The UNFCCC roleplay has grown over the last decade in scope, ambition and popularity says this year’s programme manager, Pascal Vuichard, in tandem with increasing awareness of the urgency of addressing climate change – and a significant upswing in enthusiasm from students to be “part of the solution.”

“This year’s simulation was maybe the most successful UNFCCC event so far, with students telling us overwhelmingly that they feel far more motivated to pursue climate-positive careers as a consequence of taking part.”

Considered one of the largest and most innovative, cross-institutional role plays in business education globally, the CEMS Model UNFCCC is an elective course open to students and business schools enrolled in the CEMS alliance. And it’s also one of the most ambitious.

Preparation is key

Preparation for the simulation begins weeks beforehand, with modules on climate science, climate policy, the role of business in climate change and negotiation. The goal is two-fold, says Vuichard, who manages the Executive Education Program in Renewable Energy Management at St. Gallen: to expose students to the complexities that surround the challenges posed, while simultaneously making them aware of the “sheer intractability” that dogs multi-party negotiations.

“The UNFCCC course is a lot to manage and it’s a lot for students to digest. The teaching and preparation stage spans multiple disciplines, from science to policy to the business concepts and interpersonal skills – influence and negotiation. At its core, it’s geared to opening students’ eyes to the complexity of this enormous challenge, and the complexity of the solutions that need to be devised. That, and building a palpable sense of awareness and urgency around what is, in reality, the greatest existential threat to our wellbeing on this planet.”

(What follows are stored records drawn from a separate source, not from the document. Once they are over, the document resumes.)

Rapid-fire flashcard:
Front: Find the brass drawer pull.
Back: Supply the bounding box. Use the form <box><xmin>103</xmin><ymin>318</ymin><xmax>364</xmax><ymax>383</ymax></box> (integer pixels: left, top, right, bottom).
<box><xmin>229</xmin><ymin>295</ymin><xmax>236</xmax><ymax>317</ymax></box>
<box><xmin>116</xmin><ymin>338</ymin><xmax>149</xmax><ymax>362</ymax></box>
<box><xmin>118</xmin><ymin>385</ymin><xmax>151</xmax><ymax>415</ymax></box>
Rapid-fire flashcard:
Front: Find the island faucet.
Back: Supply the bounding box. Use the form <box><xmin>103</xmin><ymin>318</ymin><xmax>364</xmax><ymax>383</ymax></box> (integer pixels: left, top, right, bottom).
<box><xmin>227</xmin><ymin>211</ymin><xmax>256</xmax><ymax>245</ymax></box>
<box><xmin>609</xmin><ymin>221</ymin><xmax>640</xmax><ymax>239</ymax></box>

Offering a different perspective

UNFCCC 2021

Participating students are assigned countries (not their own) to represent and roles that map to the real-life profiles of COP negotiators. Four working groups are created that focus on critical areas. This year, these were mitigation, market mechanism, adaptation & finance and climate refugees & loss and damage. Additional roles included those of industry representatives from fossil and renewables spaces as well as NGOs, with each student (or distinguished delegate as it is called in formal negotiating language) required to prepare a negotiating position mapping to their assigned organisation and country followed by the negotiation of the draft agreements proposed by each working group.

“Giving them a country or organisation that doesn’t mirror their nationality or, necessarily, their interests and allegiance is a way of encouraging students out of their comfort zone and to look at the problem in all of its dimensions,” says Vuichard. “The broaden their knowledge and perspective while learning to advocate from multiple viewpoints.”

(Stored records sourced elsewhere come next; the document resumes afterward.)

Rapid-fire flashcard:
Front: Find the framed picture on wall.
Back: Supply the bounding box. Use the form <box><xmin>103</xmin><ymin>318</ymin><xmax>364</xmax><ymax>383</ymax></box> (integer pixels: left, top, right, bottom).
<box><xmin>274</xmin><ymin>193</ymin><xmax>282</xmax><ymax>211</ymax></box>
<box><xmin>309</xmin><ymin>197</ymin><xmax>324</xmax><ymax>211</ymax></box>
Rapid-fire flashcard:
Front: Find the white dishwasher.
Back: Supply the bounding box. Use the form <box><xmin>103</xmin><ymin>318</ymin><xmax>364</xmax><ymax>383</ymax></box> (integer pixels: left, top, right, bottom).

It is impressive, he says, how students “stick to their roles” throughout the simulation; an indication of the depth of immersion and the experiential quality of the learning.

“We see evidence of real behavioural shifts among students coming out of the CEMS Model UNFCCC course, which is an outcome that is much harder to achieve in the traditional classroom setting. I think this is a function of an experience that is lived, in a sense, rather than simply learned. Students get very real, live and hands-on experience of just how very difficult it is to negotiate multi-party agreements – as well as a sense that these kinds of problems cannot simply be left in the hands of international negotiators to resolve.”

An imperative for the entire world

There is a greater need than ever, says Vuichard, for upcoming, next-generation leaders with this kind of embedded understanding and awareness to tackle the increasingly urgent challenges to our environment. In 2021, an iceberg almost half the size of Puerto Rico split from Antarctica, focusing the world’s media on the issue of ice loss there, and also in Greenland where consensus is growing that the ice sheet is close to reaching a tipping point.

“What is encouraging is the feedback we collated from students after the simulation,” says Vuichard. “More than 80% of the participants reported that they came away feeling far more motivated to pursue climate-positive careers, while 98% said they were more convinced about the acute importance of addressing climate needs.”

Interestingly, only 37% of the students reported feeling more confident about the actual UNFCCC’s capacity to achieve ambitious enough agreements – an indication of their growing understanding of the difficulties facing real-world negotiations, says Vuichard; and an interesting message to send to delegates assembling in Glasgow later this year.

“We will be disseminating the findings, agreements and recommendations of the CEMS Model UNFCCC to the COP and inviting them to look at what our students negotiated, and at their ideas and beliefs emerging from the experience. We hope that this can play however small a role in helping to spur collective awareness around the urgency of tackling climate change when they meet in November.”